A câmara do filme é inquieta. Mas se outrora isso significava algo de bom, hoje é exatamente o que falta para transformar Orfeu num filme de maior interesse. Não há real mergulho (há um mergulho falso, na ora do entrelaçamento amoroso, mas para Carlos Diegues o amor na cama são apenas nauseantes travelings de 360º acima dos personagens abraçados). Não vemos onde está a emoção de filmar, e nem nos parece óbvio o porquê de uma câmara aparecer lá. O problema é que, sem mergulho em qualquer universo, não há personagens: temos apenas o arquétipo-Orfeu, o arquétipo-Eurídice, o arquétipo Máicol (que não deixam de ter seus instantes de alguma emoção), mas o ue mais flagela são os arquétipos traficante, policial, morador, evangélico, macumbeira, etc.

O olhar de Orfeu é um olhar de fora disfarçado de olhar de dentro. Vemos no filme o roteiro dar conta de todos os aspectos (pelo menos todos os que a nossa mídia mostra) da favela. Mas um caso impressiona, o da música. O rap-funk jamais aparece em seu processo de fabricação. Está apenas no rádio, como música de fundo que comenta a situação do morro. Quanto ao samba, é bem ao contrário: não só temos a experiência da Escola de Samba, como também vemos a memorável aparição de Nelson Sargento & bambas numa digníssima roda de samba. Rap pelo rádio e o samba, ah! o velho samba, em seu lugar de direito, nada menos do que o morro idealizado. O filme nos dá a impressão que o rap nunca é feito (ou que é feito fora da favela), mas simplesmente veiculado. E quando ele se reúne em apoteose com o samba, na segunda tentativa de gesto ficcional do filme (a primeira era pra ser um fait-divers, mas acaba sendo ficção pelo trabalho de Cássio Gabus Mendes, mesmo que um tanto constrangido), não se enganem: é remake. Remake de Mestre Jorjão, porque remake é a única coisa que Carlos Diegues tem feito.

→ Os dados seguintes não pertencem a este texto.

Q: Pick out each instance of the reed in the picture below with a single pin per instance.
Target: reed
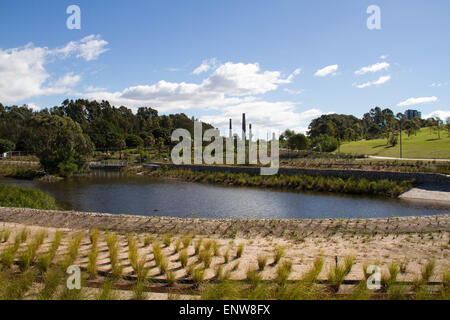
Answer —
(52, 279)
(72, 250)
(93, 254)
(157, 252)
(205, 256)
(27, 256)
(262, 261)
(107, 292)
(254, 277)
(283, 272)
(427, 271)
(279, 253)
(240, 250)
(337, 274)
(184, 257)
(111, 242)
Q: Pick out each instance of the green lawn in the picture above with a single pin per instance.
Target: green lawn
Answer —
(423, 145)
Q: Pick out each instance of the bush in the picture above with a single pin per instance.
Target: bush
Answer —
(133, 141)
(393, 140)
(6, 145)
(326, 143)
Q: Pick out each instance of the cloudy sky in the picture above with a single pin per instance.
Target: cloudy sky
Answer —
(283, 63)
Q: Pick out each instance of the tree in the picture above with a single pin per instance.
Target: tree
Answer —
(6, 145)
(133, 141)
(325, 143)
(298, 141)
(59, 143)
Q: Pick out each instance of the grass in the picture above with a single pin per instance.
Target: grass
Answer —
(240, 251)
(19, 197)
(278, 254)
(27, 256)
(93, 254)
(262, 261)
(46, 258)
(72, 250)
(184, 257)
(424, 145)
(337, 273)
(298, 183)
(52, 280)
(283, 272)
(111, 242)
(107, 292)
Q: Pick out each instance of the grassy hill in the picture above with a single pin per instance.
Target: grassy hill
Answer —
(423, 145)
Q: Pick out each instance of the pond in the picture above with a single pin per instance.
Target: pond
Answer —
(113, 192)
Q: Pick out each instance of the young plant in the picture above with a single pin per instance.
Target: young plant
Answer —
(72, 250)
(262, 261)
(283, 272)
(427, 271)
(167, 240)
(184, 257)
(170, 277)
(111, 241)
(254, 277)
(337, 274)
(205, 256)
(107, 292)
(240, 251)
(279, 253)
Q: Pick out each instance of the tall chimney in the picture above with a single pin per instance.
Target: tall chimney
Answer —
(244, 135)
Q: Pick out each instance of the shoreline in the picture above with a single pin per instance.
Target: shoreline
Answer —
(293, 229)
(410, 241)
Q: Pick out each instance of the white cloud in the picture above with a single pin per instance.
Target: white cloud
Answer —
(295, 92)
(442, 114)
(329, 70)
(230, 84)
(373, 68)
(414, 101)
(438, 84)
(205, 66)
(93, 89)
(23, 73)
(264, 116)
(33, 106)
(88, 48)
(381, 80)
(68, 80)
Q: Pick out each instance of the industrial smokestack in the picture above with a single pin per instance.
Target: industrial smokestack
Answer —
(244, 126)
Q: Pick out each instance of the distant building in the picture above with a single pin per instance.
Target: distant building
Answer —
(410, 114)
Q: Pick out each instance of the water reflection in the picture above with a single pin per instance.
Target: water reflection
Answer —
(115, 192)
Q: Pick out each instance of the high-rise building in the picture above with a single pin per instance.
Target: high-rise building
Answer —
(410, 114)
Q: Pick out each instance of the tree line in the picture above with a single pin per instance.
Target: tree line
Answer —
(64, 137)
(328, 131)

Entende-se um remake quando a finalidade é dar outra cara. Mas quando é apenas para assinar embaixo do já feito, do institucionalizado, é de se duvidar de seus propósitos. De uma Tieta banal que em nada diferia daquela que foi feita pela Rede Globo até um Orefeu mais banal ainda, que não reprisa Vinícius de Morais mas repisa toda a imagem que se tem da vida no morro, Carlos Diegues vai se especializando como o cineasta anti-renovação. Talvez seja ele assim o símbolo maior do cinema brasileiro nos anos de sua retomada: nada de retomada dramática, nenhuma construção de imaginário (salvo as exceções costumeiras, Sganzerla, Araújo, Amaral, Reichenbach), mas simplesmente uma renovação de produção, buscando sucesso de exibição. Esperamos que pelo menos nisso o filme seja bem sucedido, pois parece ser seu objetivo principal.